Vingt minutes de retard

Huit heures moins dix. L'aiguille de l'horloge vient de basculer. Rien ne bouge. Les quais sont déserts : pas de trains, pas de voyageurs - rien que les quais vides et les rails qui s'assemblent au loin. L'odeur fraîche d'un marronnier flotte étrangement dans cette soirée d'été.
Encore deux bonnes heures à attendre dans cette gare d'Ambérieu. J'ai poussé la porte du buffet de la gare. Puisqu'il fallait attendre, autant attendre là. Une salle vaste, un peu sombre, au plafond bas, un flipper dans un coin; sur la frisette du mur, de grandes affiches de la S.N.C.F.: le T.G.V.,· la ligne aérodynamique de sa locomotive, Train + Auto, Train couchettes, quelques paysages de montagne ou de bord de mer. Deux rangées dé baies vitrées, l'une donnant sur les quais, l'autre sur, la place. Un comptoir avec quelques hauts tabourets, mais personne.

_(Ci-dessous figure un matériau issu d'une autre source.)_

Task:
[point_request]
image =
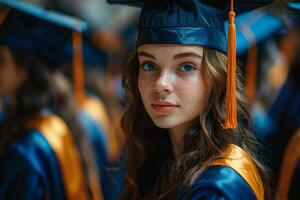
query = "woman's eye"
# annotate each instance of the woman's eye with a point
(148, 67)
(186, 68)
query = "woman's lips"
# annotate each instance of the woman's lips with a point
(163, 106)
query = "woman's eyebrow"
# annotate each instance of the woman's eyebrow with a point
(142, 53)
(187, 54)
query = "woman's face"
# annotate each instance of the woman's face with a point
(11, 77)
(172, 84)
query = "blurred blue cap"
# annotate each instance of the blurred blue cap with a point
(294, 5)
(251, 29)
(188, 22)
(37, 31)
(93, 56)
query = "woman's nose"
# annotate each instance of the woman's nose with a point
(163, 85)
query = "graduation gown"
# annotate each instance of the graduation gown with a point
(43, 164)
(234, 177)
(111, 173)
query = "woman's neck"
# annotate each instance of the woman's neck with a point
(177, 135)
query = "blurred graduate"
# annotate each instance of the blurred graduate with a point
(187, 123)
(44, 152)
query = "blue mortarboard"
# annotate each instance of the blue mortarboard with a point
(35, 30)
(195, 22)
(251, 29)
(93, 56)
(189, 22)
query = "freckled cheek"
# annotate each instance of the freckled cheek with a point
(145, 85)
(192, 94)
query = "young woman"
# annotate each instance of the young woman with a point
(44, 152)
(178, 146)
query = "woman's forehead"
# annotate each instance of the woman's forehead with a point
(169, 49)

- Vous voulez quelque chose ? Une voix âpre et éraillée a surgi de derrière le bar. C'est un vieux, la soixantaine bien dépassée, un visage déjà labouré par les rides, des cheveux rares et grisonnants.
- Je voulais juste prendre un verre, j'attends une correspondance. -
- Vous prenez le train de 22 H 07 pour Genève, me jette-t-il. Le vieux lève sur moi un regard hébété.
- Alors ça sera quoi ?
- Un demi !
- Je vous sers ça tout de suite.
La bière glisse dans la brillance du verre. Il pose le demi sur le comptoir et me dit :
- N' vous étonnez pas si je sais l'heure de votre train; Il n'y plus que celui-là. C'est le dernier.
La bière mousse et brille dans la lumière du soir.
- Ça fera 6.20.

Je le règle. Il s'asseoit derrière le bar. Le silence revient. Un bruissement bizarre : il s'étire et baille longuement. Il se met à me parler sans que je l'aie interpellé.
- Y 'aura pas que vous pour ce train ! N'ayez pas peur ! La voix est cassée, rauque. Elle va venir tout à l'heure, elle vient tous les vendredi soir. Je sais, vous allez me demander qui. Ici quand on dit "Elle" tout le monde comprend. Vous allez la voir arriver dans sa Ford rouge, une petite bonne femme comme ça ! Il dresse son pouce en fermant son poing.